Tudo isso requer uma logística enorme. Em um condado da Geórgia, o gerente de operações de votação disse, na quarta-feira, que seu maior problema era a falta de espaço para dispor as mesas necessárias para o trabalho dos que cortam os envelopes, extraem as cédulas e as achatam.

Este ano, com os efeitos da covid-19 no país, o mais atingido pela pandemia, as autoridades de muitos estados ampliaram a possibilidade de voto antecipado, ou pelo correio, para reduzir as filas de espera em 3 de novembro, que favoreceriam a contaminação pela covid-19. Mais de 100 milhões de eleitores fizeram uso dessa modalidade, um recorde histórico.

Alguns estados examinam essas cédulas, que demoram mais para serem recebidas. Mas, devido a disputas políticas locais, Pensilvânia, Wisconsin e Michigan tiveram que esperar o fechamento das urnas para começar a recontagem.

Pesa ainda, segundo a avaliação de analistas, o fato de que alguns desses estados mal haviam usado o voto por correio antes das eleições encerradas na última terça-feira. Na Pensilvânia, por exemplo, 2,6 milhões de cédulas foram enviadas pelo serviço postal, 10 vezes mais do que o normal. Sem contar que vários estados autorizam a contagem dos votos enviados até o último momento do pleito, mesmo que cheguem três dias depois (Pensilvânia) ou em até nove (Carolina do Norte).

Falhas técnicas
Deixando de lado os problemas com computadores, a falta de cartuchos de tinta ou os apagões ocorridos na terça-feira, várias falhas técnicas levaram a atrasos na contagem. Na Carolina do Sul, um erro de impressão retardou a contagem de 14,6 mil votos porque uma marca no topo das cédulas não era grande o suficiente para ativar os scanners, informou a CNN.
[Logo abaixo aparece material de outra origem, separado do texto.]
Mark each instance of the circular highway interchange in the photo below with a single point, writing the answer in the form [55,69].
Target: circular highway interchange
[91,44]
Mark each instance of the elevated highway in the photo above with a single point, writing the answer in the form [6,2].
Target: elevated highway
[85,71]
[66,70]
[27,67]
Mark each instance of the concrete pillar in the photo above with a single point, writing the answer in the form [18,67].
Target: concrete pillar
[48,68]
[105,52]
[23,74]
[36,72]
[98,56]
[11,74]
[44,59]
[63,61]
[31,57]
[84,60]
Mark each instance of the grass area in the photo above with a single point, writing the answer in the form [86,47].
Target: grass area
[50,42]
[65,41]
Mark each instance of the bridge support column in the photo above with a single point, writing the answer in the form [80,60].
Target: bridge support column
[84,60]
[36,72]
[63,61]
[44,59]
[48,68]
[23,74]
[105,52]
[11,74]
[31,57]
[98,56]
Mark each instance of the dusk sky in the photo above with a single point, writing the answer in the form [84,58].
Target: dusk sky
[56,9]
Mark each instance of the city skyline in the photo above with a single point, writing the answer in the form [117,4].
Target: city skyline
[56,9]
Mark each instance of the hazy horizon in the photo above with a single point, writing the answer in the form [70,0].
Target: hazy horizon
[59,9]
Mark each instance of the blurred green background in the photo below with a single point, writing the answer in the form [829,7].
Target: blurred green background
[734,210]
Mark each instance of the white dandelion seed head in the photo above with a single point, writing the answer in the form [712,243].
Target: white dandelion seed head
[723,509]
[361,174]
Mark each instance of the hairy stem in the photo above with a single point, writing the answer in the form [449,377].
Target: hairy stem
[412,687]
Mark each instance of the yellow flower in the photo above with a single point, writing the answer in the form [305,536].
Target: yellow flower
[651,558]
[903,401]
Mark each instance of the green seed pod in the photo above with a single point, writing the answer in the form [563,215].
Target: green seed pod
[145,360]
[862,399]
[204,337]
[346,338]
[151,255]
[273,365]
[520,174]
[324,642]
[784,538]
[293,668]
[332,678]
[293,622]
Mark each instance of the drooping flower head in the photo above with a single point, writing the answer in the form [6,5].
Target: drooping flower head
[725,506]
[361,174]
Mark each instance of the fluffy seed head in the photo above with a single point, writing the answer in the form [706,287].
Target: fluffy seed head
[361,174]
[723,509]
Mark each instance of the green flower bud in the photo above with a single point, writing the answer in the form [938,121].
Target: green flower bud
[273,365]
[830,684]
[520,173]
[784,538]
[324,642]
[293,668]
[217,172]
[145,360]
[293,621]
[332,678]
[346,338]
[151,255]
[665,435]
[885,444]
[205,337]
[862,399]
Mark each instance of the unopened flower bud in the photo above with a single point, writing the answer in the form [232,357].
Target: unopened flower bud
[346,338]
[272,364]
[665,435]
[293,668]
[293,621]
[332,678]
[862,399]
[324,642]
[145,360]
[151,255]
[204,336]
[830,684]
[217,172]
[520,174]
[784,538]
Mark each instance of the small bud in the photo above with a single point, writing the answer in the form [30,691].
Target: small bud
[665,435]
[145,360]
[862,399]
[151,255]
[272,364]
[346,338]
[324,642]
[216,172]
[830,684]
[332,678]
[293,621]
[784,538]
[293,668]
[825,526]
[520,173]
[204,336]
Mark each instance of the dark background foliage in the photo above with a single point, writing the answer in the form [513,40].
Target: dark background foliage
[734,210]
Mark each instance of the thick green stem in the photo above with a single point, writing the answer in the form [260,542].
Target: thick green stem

No condado de Allegheny, na Pensilvânia, onde cerca de 30 mil votos permanecem pendentes de contagem, as operações foram suspensas ontem, gerando indignação. Algumas pessoas acusaram os agentes de terem tirado um dia de folga, mas, segundo um jornalista local, a interrupção se deve ao envio aos eleitores de cédulas com erros e depois versões corrigidas. Isso obriga a revisão manual dos votos, e o código eleitoral local exige que essa operação seja feita por agentes juramentados, que farão isso hoje.